Jump to: navigation, search

Introduction

This guide provides explanations for the use of Johannes Hermann's python scripts for library generation and also the scripts which exist for running AMSOL, OMEGA and MOL2DB. Although the latter steps are done in the canonical way, the scripts mentioned below fit in nicely with the data structure generated by the database generation scripts and it is highly recommended to use them.

There is just one caveat: none of these scripts are standard, so one probably has to edit names of files, directories and databases these scripts use.

Recommended data structure

  • generate 4 subdirectories: 1_SOMENAME2SDF, 2_OMEGA, 3_AMSOL and 4_MOL2DB. SMILES files must be of the format somesmiles somename.
  • copy the database preparation scripts (a1*.py-c3*.py) to 1_SOMENAME2SDF.

HEI generation

Broadly speaking, the generation procedure involves three steps:

  1. Conversion of the input .mol2 or .sdf files to SMILES and then isomeric SMILES.
  2. Conversion ("reaction") of the appropriate group(s) in each molecule to form the HEI.
  3. Generation of multiple protonation states, 3D-structures and partial charges for each HEI, resulting in .db files that can be fed to DOCK.

The scripts for each step are prefixed with the letter 'a' (step 1), 'b' (step 2), and 'c' (first part of step 3), respectively. Within each letter, the scripts are enumerated consecutively.

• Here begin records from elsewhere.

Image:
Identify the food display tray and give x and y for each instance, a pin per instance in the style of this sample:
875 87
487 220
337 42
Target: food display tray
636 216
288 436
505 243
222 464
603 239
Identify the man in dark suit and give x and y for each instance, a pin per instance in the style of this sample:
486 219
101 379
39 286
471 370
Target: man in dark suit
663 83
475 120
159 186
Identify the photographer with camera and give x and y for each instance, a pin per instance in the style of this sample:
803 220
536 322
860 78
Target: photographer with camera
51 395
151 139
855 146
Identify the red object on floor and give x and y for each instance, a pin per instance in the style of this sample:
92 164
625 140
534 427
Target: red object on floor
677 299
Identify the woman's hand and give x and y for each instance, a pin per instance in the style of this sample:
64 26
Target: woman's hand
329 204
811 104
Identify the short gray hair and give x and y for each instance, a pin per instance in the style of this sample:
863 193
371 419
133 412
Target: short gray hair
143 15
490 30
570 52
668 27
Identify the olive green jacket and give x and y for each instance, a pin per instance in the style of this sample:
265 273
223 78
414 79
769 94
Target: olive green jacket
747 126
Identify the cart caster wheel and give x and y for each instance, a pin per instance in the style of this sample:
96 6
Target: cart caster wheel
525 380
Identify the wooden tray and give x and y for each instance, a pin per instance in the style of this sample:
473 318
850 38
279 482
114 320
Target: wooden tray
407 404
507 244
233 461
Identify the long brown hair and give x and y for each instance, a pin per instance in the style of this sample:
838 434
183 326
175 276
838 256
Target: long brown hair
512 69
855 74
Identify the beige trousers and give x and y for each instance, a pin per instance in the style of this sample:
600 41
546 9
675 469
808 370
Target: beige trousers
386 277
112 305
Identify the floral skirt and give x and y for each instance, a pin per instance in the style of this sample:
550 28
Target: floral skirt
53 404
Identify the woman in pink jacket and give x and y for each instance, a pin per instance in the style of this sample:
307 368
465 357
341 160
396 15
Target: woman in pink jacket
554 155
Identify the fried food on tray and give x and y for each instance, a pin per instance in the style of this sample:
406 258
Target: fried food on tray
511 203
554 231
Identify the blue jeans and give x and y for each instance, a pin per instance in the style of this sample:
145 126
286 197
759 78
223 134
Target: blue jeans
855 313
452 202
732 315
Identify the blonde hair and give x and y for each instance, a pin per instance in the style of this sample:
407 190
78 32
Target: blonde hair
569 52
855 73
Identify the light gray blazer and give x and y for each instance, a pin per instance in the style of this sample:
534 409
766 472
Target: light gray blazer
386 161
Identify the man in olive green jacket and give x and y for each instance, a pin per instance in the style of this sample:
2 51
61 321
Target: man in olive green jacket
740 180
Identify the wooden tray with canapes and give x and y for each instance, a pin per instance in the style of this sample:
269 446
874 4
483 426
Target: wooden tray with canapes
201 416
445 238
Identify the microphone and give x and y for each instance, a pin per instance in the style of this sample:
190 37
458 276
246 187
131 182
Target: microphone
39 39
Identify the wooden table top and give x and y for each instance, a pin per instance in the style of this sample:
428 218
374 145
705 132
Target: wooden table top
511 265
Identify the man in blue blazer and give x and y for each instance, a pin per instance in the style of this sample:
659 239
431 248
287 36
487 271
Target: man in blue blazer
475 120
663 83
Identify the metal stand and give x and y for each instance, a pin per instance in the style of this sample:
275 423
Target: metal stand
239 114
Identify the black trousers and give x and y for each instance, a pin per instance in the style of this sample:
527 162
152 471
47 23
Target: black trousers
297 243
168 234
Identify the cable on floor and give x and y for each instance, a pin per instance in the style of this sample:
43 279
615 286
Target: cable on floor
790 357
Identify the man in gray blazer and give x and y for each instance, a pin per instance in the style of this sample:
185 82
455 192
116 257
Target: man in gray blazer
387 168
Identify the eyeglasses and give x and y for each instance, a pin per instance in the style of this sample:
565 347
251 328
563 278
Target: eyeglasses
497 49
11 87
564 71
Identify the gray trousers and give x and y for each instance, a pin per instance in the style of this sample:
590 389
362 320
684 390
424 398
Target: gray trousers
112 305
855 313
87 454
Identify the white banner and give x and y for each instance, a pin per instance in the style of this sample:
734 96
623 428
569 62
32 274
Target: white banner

  • every script takes a list of SMILES as input and outputs a list of SMILES (except for the b7 and b8 scripts, which output .sdf files), prefixed with the sequential number of the script.
  • the scripts a3-a4 have to be run in sequence.
  • scripts b1 to b8 all take the output of a4 as input. Each of these scripts describes a different reaction and each reaction will only happen when the appropriate reacting groups are encountered in a molecule.
  • each b script will generate an LN (neutral leaving group) and an LP (protonated leaving group) file.
  • it is a VERY GOOD idea to keep the LN and LP separate throughout the entire procedure, especially when running the c scripts. This will make things easier lateron.
  • c3_sdf2mol2_mysql_names.py has to be run on four files: the LN and LP files coming out of c2_ionizer_min.py and the sdf files resulting from the b7 and b8 scripts.

a Scripts

a1_create_sdf_from_fold.py folder(unpacked from KEGG-website)
a2_corina.py molfile.smi

a2_corina.py can be started with either .smi, .ism or .sdf files.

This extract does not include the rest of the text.